米格安航空会社スピリット・エアラインズの破産手続きで、Googleが同社の社内データ一式を1,000万ドル(約15億円)で落札した。スピリットは需要低迷とコロナ禍の打撃から経営再建に失敗し、2026年5月に運航を完全停止。8月14日のオークションでGoogleの提示額が選ばれ、AI人材企業Mercorが750万ドルで次点に付けた。
売却対象は想像以上に広い。社内メール約1億件、Microsoft Teamsの記録5億件、OneDriveファイル1,700万件、SharePointデータ2,050万件に加え、コールセンターの通話録音3,000万件超、チャット記録1,500万件超、社内コードリポジトリ516件(約3,000万行)、財務モデルや取締役会資料、機体整備・監査・不正調査の記録までが一括りだ。Googleは製品開発とAIモデルの学習に使う計画という。
「匿名化すれば安全」の落とし穴 #
争点は、契約上「乗客を特定できる情報は除外し、第三者が個人情報を除去する」とされている点が実際に機能するかだ。スピリットの客室乗務員組合はこれに異議を申し立てた。氏名などを消しても、勤務記録や通信履歴どうしの結び付き(referential integrity)が保たれたままなら、組み合わせから個々の従業員を再特定できてしまう、という主張だ。単純な仮名化・削除だけでは「匿名化」を名乗れないという、プライバシー工学の基本的な落とし穴がそのまま火種になっている。

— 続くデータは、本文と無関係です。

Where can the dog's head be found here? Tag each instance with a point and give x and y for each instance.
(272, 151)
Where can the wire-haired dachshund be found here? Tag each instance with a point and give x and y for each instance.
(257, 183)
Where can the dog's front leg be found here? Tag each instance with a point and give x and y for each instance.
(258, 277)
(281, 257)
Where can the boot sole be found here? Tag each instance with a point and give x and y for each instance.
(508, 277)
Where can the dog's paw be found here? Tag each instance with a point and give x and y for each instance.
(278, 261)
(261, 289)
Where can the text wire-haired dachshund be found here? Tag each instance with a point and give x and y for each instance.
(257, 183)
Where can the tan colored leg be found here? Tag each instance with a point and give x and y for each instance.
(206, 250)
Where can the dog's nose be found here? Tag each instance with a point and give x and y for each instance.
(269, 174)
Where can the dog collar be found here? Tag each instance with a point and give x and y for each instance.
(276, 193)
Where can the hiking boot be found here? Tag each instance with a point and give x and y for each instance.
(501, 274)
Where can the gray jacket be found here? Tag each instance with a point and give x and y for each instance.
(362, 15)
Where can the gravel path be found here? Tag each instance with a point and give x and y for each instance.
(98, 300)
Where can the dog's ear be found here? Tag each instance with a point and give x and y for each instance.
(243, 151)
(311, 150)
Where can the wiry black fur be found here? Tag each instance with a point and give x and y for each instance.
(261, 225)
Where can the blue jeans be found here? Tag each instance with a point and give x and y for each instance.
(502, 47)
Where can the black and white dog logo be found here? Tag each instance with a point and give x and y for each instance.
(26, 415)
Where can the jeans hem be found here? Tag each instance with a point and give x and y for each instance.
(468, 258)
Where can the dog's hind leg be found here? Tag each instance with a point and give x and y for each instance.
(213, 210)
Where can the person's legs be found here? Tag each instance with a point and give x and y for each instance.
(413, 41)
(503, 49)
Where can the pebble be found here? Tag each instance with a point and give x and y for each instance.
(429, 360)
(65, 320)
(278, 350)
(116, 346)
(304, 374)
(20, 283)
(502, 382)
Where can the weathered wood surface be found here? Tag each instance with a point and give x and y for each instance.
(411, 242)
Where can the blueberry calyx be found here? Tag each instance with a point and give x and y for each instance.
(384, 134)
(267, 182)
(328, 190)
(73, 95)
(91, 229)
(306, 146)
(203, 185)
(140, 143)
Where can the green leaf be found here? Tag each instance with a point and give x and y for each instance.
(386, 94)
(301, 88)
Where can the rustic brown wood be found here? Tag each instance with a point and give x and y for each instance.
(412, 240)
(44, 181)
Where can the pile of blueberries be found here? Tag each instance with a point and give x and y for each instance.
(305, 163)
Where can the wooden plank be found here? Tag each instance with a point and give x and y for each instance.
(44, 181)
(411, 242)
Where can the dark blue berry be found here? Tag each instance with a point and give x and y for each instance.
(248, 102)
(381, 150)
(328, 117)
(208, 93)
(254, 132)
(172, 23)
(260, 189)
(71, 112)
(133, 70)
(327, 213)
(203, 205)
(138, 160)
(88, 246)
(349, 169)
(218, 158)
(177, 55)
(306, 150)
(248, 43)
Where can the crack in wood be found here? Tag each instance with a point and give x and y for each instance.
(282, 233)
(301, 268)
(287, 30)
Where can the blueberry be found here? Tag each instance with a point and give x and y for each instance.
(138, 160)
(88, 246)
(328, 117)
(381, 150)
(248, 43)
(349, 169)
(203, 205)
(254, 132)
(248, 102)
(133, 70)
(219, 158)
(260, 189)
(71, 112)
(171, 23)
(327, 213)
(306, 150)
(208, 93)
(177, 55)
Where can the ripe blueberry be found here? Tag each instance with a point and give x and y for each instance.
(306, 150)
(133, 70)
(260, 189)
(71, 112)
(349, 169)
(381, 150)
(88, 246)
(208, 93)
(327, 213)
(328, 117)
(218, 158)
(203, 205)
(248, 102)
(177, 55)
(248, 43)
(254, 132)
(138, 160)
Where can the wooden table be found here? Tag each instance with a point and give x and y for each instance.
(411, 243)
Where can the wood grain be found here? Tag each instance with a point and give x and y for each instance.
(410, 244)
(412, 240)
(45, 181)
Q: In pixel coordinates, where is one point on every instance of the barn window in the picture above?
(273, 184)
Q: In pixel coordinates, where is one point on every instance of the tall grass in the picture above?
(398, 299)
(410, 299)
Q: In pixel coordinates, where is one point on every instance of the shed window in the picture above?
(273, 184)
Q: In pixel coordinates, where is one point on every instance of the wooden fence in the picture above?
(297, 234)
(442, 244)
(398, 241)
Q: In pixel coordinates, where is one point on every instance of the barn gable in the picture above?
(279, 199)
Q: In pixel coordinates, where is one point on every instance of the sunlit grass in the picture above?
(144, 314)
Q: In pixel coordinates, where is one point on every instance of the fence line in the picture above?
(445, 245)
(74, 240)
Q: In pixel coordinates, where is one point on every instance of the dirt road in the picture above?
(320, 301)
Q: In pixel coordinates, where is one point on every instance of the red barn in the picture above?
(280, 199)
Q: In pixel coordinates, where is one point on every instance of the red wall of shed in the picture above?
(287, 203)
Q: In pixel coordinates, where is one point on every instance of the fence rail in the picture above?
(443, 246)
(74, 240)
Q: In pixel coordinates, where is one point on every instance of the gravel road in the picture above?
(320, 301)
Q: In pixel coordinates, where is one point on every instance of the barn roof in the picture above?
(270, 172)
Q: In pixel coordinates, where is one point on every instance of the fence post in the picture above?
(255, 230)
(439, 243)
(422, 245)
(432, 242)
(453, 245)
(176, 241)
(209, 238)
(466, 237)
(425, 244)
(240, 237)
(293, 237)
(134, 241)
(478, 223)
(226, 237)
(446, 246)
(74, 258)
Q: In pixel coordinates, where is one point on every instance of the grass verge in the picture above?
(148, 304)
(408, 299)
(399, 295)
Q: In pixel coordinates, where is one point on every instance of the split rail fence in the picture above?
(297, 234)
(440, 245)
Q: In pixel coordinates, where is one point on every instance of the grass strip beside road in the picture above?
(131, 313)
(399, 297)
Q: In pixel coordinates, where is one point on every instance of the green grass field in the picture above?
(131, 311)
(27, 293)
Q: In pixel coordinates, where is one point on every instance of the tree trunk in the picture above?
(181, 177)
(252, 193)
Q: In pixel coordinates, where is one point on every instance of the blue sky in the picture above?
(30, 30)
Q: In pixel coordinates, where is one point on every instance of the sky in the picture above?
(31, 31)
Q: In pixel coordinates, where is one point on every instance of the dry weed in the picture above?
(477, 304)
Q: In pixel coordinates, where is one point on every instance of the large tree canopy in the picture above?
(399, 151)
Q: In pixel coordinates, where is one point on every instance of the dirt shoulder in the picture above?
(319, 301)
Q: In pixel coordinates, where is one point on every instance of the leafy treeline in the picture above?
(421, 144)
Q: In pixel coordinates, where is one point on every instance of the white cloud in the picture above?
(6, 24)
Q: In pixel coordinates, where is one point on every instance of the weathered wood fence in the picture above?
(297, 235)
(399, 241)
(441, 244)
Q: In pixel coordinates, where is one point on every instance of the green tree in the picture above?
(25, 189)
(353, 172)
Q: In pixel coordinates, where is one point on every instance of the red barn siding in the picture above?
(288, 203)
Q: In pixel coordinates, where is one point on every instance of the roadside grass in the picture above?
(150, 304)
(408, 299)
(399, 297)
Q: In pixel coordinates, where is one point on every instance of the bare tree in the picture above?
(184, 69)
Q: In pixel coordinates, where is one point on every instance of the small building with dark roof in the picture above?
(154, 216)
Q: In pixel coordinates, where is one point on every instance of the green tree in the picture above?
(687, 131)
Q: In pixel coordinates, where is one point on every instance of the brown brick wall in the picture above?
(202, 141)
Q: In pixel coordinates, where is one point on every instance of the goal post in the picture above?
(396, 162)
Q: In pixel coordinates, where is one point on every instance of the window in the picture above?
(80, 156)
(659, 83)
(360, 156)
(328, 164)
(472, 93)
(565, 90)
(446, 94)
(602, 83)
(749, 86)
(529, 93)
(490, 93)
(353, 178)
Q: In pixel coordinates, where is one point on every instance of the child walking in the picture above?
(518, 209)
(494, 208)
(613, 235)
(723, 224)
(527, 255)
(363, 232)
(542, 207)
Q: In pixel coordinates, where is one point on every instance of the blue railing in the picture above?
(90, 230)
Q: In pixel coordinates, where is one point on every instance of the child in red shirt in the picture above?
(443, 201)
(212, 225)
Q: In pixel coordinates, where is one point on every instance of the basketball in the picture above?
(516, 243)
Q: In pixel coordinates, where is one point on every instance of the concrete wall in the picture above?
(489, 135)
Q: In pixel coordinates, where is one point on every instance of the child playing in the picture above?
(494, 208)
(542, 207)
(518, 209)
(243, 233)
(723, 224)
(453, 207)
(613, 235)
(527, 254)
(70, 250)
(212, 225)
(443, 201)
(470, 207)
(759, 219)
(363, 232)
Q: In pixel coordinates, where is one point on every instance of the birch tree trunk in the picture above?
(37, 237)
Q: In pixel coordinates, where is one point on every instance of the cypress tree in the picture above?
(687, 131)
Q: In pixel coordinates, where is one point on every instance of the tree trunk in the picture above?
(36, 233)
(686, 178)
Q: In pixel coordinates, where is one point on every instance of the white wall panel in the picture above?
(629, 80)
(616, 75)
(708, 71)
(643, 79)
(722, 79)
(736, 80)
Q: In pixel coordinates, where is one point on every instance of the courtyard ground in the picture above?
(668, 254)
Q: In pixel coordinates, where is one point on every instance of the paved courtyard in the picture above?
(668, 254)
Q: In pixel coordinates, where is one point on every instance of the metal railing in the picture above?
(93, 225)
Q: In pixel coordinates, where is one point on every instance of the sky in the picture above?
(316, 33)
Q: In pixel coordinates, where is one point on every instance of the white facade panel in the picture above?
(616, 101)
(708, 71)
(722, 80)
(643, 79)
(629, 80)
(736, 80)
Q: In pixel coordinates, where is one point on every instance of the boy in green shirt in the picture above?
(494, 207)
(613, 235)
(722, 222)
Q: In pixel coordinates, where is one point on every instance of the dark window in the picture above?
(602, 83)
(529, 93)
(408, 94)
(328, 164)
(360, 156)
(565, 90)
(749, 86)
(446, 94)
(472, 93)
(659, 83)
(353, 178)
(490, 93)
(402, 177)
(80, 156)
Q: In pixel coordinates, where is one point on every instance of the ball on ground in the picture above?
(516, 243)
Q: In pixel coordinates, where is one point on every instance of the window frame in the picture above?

連邦破産裁判所は9月9日に判断を示す見通しだ。
名前を消しても、データ同士のつながりが残っていれば個人は再特定されうる。
倒産が「同意なきデータ収集」の抜け道になる #
ハッキングでも漏えい事故でもないのに、数億件規模の従業員・顧客関連データが競売という合法的な手続きを経てAI企業の手に渡る——この構図は今回限りではない。通常のデータ収集が同意やプライバシーポリシーの制約を受けるのに対し、破産した企業の資産としてデータを買えば、そうした制約を大きく迂回できてしまう。今後も経営破綻した企業のデータが「学習用の新資源」として狙われるケースは増えるだろう。